For the PCB/endometriosis study, the serum assays were subject to LODs, whereas the gold standard adipose tissue assay was not subject to LOD. Thus, the model development and design considerations were for the situation in which the inexpensive/noninvasive assay measured in all individuals was subject to lower LOD, whereas the gold standard expensive/invasive assay measured on a subset of individuals was not subject to LOD. The model and simulations could be easily altered to allow for LOD on the second assay. Furthermore, the model could be easily altered additionally to allow for an upper LOD for the initial assay. Our investigation is focused on the situation where there are 2 assays. The methodology can easily be extended to incorporate more than 2 assays measuring a single exposure. We expect that the design results presented in this paper will be similar for these alternative formulations.

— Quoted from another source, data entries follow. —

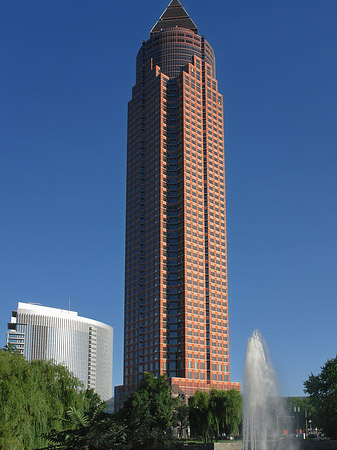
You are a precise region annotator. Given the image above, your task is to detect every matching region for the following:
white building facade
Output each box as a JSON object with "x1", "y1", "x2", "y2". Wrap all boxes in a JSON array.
[{"x1": 7, "y1": 302, "x2": 113, "y2": 400}]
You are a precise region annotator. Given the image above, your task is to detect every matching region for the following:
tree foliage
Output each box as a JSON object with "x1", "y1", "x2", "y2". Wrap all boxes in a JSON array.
[
  {"x1": 0, "y1": 349, "x2": 97, "y2": 450},
  {"x1": 118, "y1": 373, "x2": 181, "y2": 450},
  {"x1": 43, "y1": 404, "x2": 124, "y2": 450},
  {"x1": 304, "y1": 356, "x2": 337, "y2": 439},
  {"x1": 48, "y1": 373, "x2": 184, "y2": 450},
  {"x1": 188, "y1": 390, "x2": 242, "y2": 442}
]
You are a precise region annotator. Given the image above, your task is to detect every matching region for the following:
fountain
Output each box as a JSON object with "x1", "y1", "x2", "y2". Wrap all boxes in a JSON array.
[{"x1": 243, "y1": 330, "x2": 295, "y2": 450}]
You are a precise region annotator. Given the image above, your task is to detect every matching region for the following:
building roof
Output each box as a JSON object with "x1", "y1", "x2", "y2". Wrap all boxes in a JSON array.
[{"x1": 150, "y1": 0, "x2": 198, "y2": 36}]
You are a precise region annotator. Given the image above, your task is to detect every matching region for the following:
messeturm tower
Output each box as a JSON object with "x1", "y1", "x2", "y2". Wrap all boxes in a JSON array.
[{"x1": 115, "y1": 0, "x2": 240, "y2": 405}]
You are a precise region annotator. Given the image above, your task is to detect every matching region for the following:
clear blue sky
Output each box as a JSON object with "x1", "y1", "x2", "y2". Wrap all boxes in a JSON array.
[{"x1": 0, "y1": 0, "x2": 337, "y2": 395}]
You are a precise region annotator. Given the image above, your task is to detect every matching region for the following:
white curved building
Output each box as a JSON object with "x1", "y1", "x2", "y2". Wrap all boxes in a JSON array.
[{"x1": 7, "y1": 302, "x2": 113, "y2": 400}]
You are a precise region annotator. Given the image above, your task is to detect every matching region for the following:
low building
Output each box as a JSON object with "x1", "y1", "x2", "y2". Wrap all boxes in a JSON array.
[{"x1": 6, "y1": 302, "x2": 113, "y2": 400}]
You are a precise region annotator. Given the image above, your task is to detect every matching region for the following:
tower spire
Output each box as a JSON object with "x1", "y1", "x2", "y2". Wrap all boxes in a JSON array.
[{"x1": 150, "y1": 0, "x2": 198, "y2": 36}]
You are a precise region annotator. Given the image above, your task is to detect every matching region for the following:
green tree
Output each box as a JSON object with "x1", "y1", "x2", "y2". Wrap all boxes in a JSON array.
[
  {"x1": 42, "y1": 403, "x2": 129, "y2": 450},
  {"x1": 304, "y1": 356, "x2": 337, "y2": 439},
  {"x1": 188, "y1": 389, "x2": 242, "y2": 443},
  {"x1": 0, "y1": 349, "x2": 94, "y2": 450},
  {"x1": 188, "y1": 391, "x2": 213, "y2": 443},
  {"x1": 210, "y1": 389, "x2": 242, "y2": 436},
  {"x1": 117, "y1": 373, "x2": 177, "y2": 450}
]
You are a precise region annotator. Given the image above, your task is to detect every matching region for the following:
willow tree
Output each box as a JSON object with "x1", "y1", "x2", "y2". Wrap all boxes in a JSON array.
[
  {"x1": 188, "y1": 389, "x2": 242, "y2": 442},
  {"x1": 0, "y1": 349, "x2": 94, "y2": 450}
]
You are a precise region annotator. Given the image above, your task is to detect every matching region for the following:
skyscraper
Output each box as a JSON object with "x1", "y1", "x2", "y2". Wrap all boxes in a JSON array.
[
  {"x1": 115, "y1": 0, "x2": 240, "y2": 404},
  {"x1": 6, "y1": 302, "x2": 113, "y2": 400}
]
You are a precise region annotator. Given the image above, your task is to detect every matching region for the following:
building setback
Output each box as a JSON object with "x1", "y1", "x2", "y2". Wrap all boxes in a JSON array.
[
  {"x1": 7, "y1": 302, "x2": 113, "y2": 400},
  {"x1": 115, "y1": 0, "x2": 240, "y2": 407}
]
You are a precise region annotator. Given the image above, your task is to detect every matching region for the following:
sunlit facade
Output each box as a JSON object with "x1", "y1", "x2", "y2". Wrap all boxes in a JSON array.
[
  {"x1": 115, "y1": 0, "x2": 240, "y2": 404},
  {"x1": 7, "y1": 302, "x2": 113, "y2": 400}
]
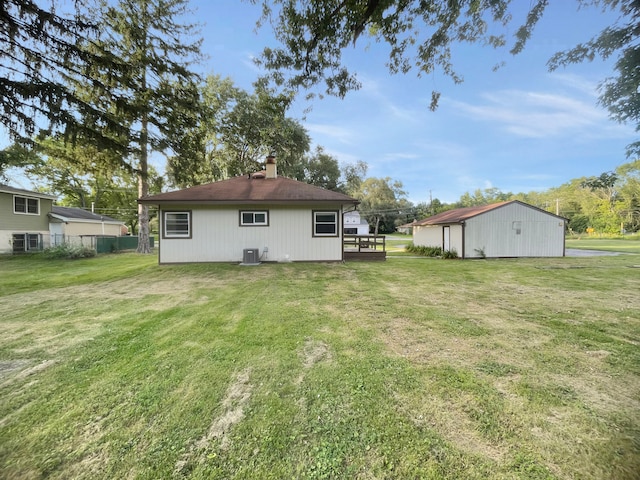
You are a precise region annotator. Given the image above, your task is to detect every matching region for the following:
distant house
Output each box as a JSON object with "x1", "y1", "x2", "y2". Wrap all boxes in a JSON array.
[
  {"x1": 412, "y1": 200, "x2": 566, "y2": 258},
  {"x1": 138, "y1": 157, "x2": 358, "y2": 264},
  {"x1": 343, "y1": 210, "x2": 369, "y2": 235},
  {"x1": 49, "y1": 205, "x2": 126, "y2": 245},
  {"x1": 0, "y1": 185, "x2": 55, "y2": 253}
]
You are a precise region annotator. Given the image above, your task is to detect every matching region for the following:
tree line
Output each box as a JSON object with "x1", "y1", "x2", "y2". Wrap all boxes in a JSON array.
[{"x1": 0, "y1": 0, "x2": 640, "y2": 244}]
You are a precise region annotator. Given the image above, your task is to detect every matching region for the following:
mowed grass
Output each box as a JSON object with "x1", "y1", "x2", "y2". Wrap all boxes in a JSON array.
[
  {"x1": 566, "y1": 235, "x2": 640, "y2": 254},
  {"x1": 0, "y1": 254, "x2": 640, "y2": 480}
]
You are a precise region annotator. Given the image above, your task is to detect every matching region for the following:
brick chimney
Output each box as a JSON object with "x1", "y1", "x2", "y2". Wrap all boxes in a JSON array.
[{"x1": 265, "y1": 155, "x2": 278, "y2": 178}]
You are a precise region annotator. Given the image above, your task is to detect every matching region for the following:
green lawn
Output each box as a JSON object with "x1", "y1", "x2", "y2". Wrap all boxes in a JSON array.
[
  {"x1": 0, "y1": 254, "x2": 640, "y2": 480},
  {"x1": 566, "y1": 236, "x2": 640, "y2": 254}
]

Most of the models presented in this article assume that values below LOD are not available and treat these values as being left censored. In many instances, values outside LODs are not reported by the laboratory or, for a particular assay, values below a certain limit cannot be quantified. However, as a general principle, these values should be collected when possible, and depending on the type of assay, should be used in the analysis.6
For the PCB/endometriosis study, where the value of serum assay measurements below LOD were recorded, we were able to examine the advantages of using the actual measurements below the LOD rather than treating these values as left censored. We found small efficiency gains in incorporating these values in the analysis. Further, simulation studies confirmed these efficiency gains in situations in which the proportion of initial assays below LOD was sizable. In the analyses and simulations, we assumed that measurement error was constant and did not depend on the actual true measurement of the exposure variable. More complex models that allow for a measurement error process that depends on the true value may be more appropriate when we are analyzing actual measurements below LODs.6
The development of such models is an area of future research.

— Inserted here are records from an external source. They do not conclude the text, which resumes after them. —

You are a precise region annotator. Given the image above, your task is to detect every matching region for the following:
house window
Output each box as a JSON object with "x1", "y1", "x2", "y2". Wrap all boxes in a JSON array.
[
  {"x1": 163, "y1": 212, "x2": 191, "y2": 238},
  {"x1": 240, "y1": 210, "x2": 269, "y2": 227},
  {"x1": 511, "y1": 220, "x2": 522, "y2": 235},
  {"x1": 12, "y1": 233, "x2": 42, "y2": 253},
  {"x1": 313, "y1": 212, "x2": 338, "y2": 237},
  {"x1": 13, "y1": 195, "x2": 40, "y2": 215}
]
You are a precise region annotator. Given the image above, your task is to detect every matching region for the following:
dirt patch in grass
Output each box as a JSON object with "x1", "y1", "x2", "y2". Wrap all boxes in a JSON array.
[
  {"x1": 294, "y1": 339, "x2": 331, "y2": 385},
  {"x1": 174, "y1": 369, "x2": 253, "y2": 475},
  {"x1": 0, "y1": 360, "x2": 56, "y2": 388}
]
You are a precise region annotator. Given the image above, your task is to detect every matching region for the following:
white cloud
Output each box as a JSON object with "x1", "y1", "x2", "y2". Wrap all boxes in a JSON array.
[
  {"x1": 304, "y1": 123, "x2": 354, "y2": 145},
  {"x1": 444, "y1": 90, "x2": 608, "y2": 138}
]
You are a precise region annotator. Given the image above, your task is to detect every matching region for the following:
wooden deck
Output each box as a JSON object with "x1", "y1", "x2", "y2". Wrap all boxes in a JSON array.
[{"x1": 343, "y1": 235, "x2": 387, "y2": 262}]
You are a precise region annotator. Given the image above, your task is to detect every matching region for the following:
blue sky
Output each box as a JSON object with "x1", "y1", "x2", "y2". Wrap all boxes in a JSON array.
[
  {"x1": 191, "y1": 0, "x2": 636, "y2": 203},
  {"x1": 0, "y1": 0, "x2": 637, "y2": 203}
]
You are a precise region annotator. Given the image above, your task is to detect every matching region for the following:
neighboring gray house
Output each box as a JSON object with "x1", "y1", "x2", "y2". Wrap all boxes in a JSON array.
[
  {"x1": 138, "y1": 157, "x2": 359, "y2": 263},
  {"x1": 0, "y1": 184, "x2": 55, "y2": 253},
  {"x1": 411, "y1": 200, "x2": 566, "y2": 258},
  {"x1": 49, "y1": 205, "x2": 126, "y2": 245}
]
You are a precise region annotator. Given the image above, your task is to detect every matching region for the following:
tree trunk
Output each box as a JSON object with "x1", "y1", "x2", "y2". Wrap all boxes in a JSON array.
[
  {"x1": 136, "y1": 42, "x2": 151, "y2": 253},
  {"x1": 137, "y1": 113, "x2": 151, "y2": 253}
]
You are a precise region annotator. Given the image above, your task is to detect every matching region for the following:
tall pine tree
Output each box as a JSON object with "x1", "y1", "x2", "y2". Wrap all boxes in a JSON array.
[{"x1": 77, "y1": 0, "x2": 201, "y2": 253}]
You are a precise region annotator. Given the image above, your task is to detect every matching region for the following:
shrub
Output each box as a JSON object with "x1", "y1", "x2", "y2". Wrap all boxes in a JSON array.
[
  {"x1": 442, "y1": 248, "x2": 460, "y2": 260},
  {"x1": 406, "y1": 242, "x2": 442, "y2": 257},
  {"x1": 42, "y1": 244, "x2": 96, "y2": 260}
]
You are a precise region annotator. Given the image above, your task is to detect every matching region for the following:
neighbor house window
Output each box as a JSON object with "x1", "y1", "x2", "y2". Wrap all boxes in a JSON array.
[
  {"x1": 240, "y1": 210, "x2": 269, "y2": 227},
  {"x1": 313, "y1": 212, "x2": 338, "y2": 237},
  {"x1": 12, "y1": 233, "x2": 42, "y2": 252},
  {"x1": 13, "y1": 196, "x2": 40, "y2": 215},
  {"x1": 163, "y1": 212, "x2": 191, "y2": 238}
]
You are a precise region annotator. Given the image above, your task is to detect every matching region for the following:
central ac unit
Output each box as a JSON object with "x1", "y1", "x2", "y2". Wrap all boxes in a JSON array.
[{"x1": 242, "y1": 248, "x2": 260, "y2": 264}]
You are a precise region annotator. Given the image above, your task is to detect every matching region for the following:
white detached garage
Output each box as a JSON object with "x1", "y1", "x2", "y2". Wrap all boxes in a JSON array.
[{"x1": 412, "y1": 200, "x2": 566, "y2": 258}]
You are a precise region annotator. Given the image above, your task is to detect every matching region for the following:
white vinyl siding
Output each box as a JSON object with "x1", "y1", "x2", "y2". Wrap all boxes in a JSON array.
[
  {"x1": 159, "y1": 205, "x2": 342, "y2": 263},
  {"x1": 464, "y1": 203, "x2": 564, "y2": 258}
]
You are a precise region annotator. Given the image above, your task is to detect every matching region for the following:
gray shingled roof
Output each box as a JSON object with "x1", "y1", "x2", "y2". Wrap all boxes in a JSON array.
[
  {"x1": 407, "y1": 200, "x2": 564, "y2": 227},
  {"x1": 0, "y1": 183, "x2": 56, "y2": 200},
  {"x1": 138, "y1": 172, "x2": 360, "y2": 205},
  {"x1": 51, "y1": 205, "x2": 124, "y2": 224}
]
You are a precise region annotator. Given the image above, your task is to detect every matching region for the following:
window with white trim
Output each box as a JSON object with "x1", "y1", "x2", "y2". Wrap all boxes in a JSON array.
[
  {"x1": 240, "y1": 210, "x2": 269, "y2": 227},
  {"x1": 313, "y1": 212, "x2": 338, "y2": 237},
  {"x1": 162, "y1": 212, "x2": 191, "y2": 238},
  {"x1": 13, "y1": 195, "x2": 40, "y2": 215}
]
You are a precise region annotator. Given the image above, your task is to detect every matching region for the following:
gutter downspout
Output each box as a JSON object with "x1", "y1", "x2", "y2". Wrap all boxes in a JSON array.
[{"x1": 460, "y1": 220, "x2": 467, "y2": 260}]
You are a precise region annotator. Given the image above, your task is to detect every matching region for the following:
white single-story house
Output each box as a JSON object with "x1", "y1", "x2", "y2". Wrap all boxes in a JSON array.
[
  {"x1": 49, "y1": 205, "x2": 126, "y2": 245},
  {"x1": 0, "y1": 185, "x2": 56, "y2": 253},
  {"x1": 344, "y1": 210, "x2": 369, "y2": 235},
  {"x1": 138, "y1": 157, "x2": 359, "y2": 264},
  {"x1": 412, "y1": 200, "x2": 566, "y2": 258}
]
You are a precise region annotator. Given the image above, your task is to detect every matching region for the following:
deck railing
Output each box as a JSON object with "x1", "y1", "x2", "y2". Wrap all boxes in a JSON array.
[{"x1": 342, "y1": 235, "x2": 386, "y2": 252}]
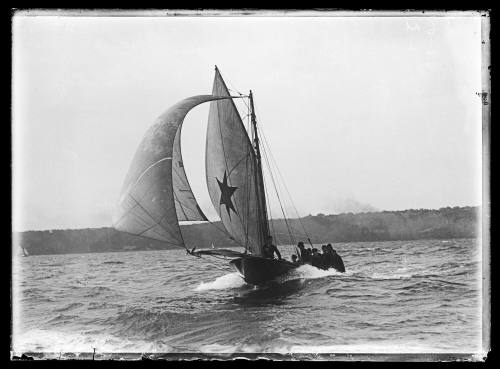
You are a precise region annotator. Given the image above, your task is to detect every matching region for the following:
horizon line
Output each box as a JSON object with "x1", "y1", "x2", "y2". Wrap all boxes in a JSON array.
[{"x1": 12, "y1": 205, "x2": 482, "y2": 233}]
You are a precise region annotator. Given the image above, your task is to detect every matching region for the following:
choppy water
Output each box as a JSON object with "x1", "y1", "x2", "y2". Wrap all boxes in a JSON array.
[{"x1": 12, "y1": 240, "x2": 481, "y2": 357}]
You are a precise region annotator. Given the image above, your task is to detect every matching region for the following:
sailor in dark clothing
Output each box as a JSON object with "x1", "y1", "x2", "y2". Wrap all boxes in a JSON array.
[
  {"x1": 311, "y1": 248, "x2": 321, "y2": 268},
  {"x1": 321, "y1": 245, "x2": 332, "y2": 270},
  {"x1": 266, "y1": 236, "x2": 281, "y2": 260},
  {"x1": 297, "y1": 241, "x2": 309, "y2": 263},
  {"x1": 326, "y1": 244, "x2": 345, "y2": 273}
]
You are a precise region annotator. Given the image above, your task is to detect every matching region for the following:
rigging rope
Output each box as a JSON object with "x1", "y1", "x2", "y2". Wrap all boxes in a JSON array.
[
  {"x1": 257, "y1": 128, "x2": 295, "y2": 244},
  {"x1": 261, "y1": 119, "x2": 312, "y2": 245}
]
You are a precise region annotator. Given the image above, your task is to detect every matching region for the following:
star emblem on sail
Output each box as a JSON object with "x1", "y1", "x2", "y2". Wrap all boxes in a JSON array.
[{"x1": 215, "y1": 171, "x2": 238, "y2": 219}]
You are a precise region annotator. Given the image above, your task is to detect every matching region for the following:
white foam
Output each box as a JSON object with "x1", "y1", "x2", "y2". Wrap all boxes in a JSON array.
[
  {"x1": 12, "y1": 329, "x2": 171, "y2": 353},
  {"x1": 283, "y1": 264, "x2": 350, "y2": 281},
  {"x1": 195, "y1": 272, "x2": 246, "y2": 291}
]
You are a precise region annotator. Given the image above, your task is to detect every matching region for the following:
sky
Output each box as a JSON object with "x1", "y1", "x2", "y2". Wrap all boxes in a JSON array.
[{"x1": 12, "y1": 14, "x2": 482, "y2": 231}]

We proposed models for cross-sectional data such as the PCB/endometriosis study in which single exposure and outcome measurements were obtained. These models could be extended to the longitudinal setting in which both exposure and outcome are measured longitudinally in time. Albert7
proposed such a model when the outcome in a longitudinal study is measured with multiple assays. A similar model could be developed in which the exposure variable is measured with multiple assays. This is an area of future research.

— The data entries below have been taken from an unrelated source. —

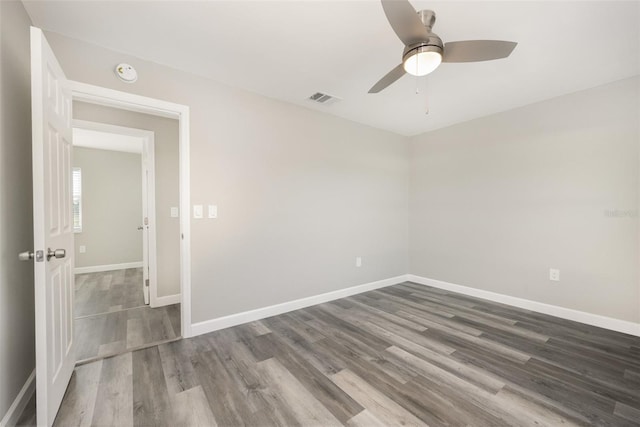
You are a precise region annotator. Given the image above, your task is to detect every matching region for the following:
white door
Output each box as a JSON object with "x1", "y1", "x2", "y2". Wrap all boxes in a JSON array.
[
  {"x1": 142, "y1": 165, "x2": 150, "y2": 305},
  {"x1": 31, "y1": 27, "x2": 75, "y2": 426}
]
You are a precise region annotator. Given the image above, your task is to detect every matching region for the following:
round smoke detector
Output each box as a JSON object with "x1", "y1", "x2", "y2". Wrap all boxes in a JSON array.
[{"x1": 115, "y1": 63, "x2": 138, "y2": 83}]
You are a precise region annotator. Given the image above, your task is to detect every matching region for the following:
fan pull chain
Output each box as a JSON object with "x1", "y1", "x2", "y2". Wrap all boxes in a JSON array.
[{"x1": 424, "y1": 76, "x2": 429, "y2": 115}]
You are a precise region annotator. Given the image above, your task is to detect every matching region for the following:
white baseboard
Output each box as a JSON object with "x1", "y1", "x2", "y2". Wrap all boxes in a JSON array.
[
  {"x1": 154, "y1": 294, "x2": 182, "y2": 308},
  {"x1": 0, "y1": 369, "x2": 36, "y2": 427},
  {"x1": 407, "y1": 274, "x2": 640, "y2": 336},
  {"x1": 73, "y1": 261, "x2": 142, "y2": 274},
  {"x1": 191, "y1": 275, "x2": 408, "y2": 336}
]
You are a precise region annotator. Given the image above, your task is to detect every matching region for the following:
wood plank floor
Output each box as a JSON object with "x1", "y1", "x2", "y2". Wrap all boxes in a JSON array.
[
  {"x1": 27, "y1": 283, "x2": 640, "y2": 426},
  {"x1": 74, "y1": 304, "x2": 181, "y2": 363},
  {"x1": 74, "y1": 268, "x2": 181, "y2": 363},
  {"x1": 74, "y1": 268, "x2": 144, "y2": 318}
]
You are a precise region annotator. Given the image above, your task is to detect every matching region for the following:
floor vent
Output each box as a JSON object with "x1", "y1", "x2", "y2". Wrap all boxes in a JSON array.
[{"x1": 308, "y1": 92, "x2": 340, "y2": 105}]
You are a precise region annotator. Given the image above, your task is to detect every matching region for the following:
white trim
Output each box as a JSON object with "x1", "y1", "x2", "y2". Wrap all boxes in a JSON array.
[
  {"x1": 73, "y1": 261, "x2": 142, "y2": 274},
  {"x1": 154, "y1": 294, "x2": 180, "y2": 308},
  {"x1": 73, "y1": 119, "x2": 162, "y2": 307},
  {"x1": 0, "y1": 369, "x2": 36, "y2": 427},
  {"x1": 407, "y1": 274, "x2": 640, "y2": 337},
  {"x1": 191, "y1": 275, "x2": 407, "y2": 336},
  {"x1": 69, "y1": 81, "x2": 191, "y2": 338}
]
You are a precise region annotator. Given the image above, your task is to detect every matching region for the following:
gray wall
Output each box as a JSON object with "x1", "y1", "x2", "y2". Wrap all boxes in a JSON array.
[
  {"x1": 73, "y1": 102, "x2": 180, "y2": 297},
  {"x1": 0, "y1": 1, "x2": 35, "y2": 419},
  {"x1": 410, "y1": 77, "x2": 640, "y2": 322},
  {"x1": 47, "y1": 33, "x2": 408, "y2": 322},
  {"x1": 73, "y1": 147, "x2": 142, "y2": 267}
]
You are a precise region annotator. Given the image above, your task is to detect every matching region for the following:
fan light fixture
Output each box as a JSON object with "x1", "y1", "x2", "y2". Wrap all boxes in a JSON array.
[{"x1": 404, "y1": 46, "x2": 442, "y2": 77}]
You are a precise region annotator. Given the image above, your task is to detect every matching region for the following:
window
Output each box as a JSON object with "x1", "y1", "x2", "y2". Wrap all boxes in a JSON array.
[{"x1": 72, "y1": 168, "x2": 82, "y2": 233}]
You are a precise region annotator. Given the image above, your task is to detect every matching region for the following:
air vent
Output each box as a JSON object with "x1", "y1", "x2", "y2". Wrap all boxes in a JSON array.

This article focuses on the situation in which the second assay is missing by design. Namely, an investigator could measure the second assay in all study participants, but because of cost or feasibility issues only performs the second assay in a subset of study participants. In other applications, investigators may attempt to measure the second assay in all participants, but may have missing data. For example, if the second assay requires a tissue specimen, then it may be missing when the tissue sample cannot be obtained due to the participants refusal to undergo the procedure or due to the surgeon failure to obtain the sample. If the reason for missing data mechanism is missing at random or missing completely at random,8
then the proposed methodology is appropriate. However, if the probability of missing the second assay depends on the value of the second assay had it been observed (this type of missing data mechanism has been referred to as nonignorable missingness) then the methodology presented in this article may result in biased inference. Extensions of the models for nonignorable missingness is an area of future research.